How Does AIOps Improve IT Operations?
The result of doing all of this is improvement in a few key IT Operations metrics.
First of all, there is faster detection and diagnosis of problems – ideally enabling IT Operations to detect problems before end users are even aware, or at least before the impact is too widespread.
By getting this reduction in Mean Time To Detect, or MTTD, the overall incident duration is already significantly shorter – but it can be further reduced by also accelerating the Mean Time To Resolve, or MTTR. This is achieved through more effective collaboration between different teams and avoiding wasted effort.

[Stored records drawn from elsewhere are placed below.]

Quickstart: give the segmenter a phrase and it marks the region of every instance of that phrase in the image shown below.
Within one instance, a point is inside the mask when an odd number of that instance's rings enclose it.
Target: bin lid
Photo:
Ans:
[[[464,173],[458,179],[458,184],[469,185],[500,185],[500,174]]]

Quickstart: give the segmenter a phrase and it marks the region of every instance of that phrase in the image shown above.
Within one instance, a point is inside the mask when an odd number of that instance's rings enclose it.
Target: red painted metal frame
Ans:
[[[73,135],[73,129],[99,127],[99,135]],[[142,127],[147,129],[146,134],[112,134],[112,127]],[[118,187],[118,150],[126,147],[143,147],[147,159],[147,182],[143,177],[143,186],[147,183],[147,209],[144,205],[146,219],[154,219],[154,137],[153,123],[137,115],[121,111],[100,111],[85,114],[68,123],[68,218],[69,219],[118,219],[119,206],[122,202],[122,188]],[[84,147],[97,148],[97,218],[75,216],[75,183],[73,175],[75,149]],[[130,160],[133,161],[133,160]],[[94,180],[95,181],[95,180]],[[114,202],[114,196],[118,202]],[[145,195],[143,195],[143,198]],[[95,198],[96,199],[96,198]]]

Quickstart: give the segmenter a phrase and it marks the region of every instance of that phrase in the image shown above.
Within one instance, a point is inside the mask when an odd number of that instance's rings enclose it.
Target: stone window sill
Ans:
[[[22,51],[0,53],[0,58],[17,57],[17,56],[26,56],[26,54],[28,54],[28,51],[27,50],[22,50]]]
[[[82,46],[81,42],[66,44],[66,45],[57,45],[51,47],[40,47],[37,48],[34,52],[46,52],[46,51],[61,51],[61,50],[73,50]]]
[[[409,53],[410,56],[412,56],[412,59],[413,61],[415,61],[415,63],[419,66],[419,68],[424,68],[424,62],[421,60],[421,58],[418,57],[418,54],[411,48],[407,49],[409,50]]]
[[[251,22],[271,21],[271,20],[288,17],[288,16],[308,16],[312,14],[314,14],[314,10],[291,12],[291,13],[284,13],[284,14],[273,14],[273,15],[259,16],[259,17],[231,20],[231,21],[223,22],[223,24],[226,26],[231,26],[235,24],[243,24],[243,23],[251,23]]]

In general this makes for a reduction in the overall number and duration of incidents, which in turn makes for a much better experience for all of the other people who rely on the quality of IT Operations.
Ultimately, ITOA was about letting IT Operations deal with IT as it was: static, relatively slow to change. AIOps is about enabling IT Operations to deal with IT as it is and as it will be: dynamic, rapidly evolving. This is the key to supporting the new needs of IT’s users, as the business climate goes through its own, parallel transition to a faster and faster rate of change and evolution. If IT is to keep up, static models will not work; algorithms are the only way to deal with the requirements that business will continue to place on IT.